Bedanya adalah saat ini–negara menghadirkan Peraturan Pemerintah (PP) No 44 Tahun 2017 tentang Pengasuhan. Payung hukum melindungi anak-anak adalah kewajiban negara. Dalam PP mengatur urut-urutan pihak yang dapat menjadi pengasuh anak, manakala pengasuh primer (ayah dan ibu) telah tiada.
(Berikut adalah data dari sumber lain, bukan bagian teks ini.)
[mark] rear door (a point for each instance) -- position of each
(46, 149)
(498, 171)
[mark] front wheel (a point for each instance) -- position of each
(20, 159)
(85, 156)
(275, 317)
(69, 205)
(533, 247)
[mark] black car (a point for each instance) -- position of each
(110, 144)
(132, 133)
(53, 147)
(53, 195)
Hari ini, negara menyalurkan banyak bantuan untuk anak korban Covid-19. Jangan sampai, tidak tepat sasaran atau disalahgunakan!
Sangat tegas dan terang benderang, agama saja memuliakan anak yatim. Dan Allah mendudukkannya di tempat yang terhormat di mata manusia. Hak-hak anak Indonesia berstatus yatim piatu ini harus dipenuhi, sehingga hidupnya bisa berkecukupan untuk menjalani masa depan.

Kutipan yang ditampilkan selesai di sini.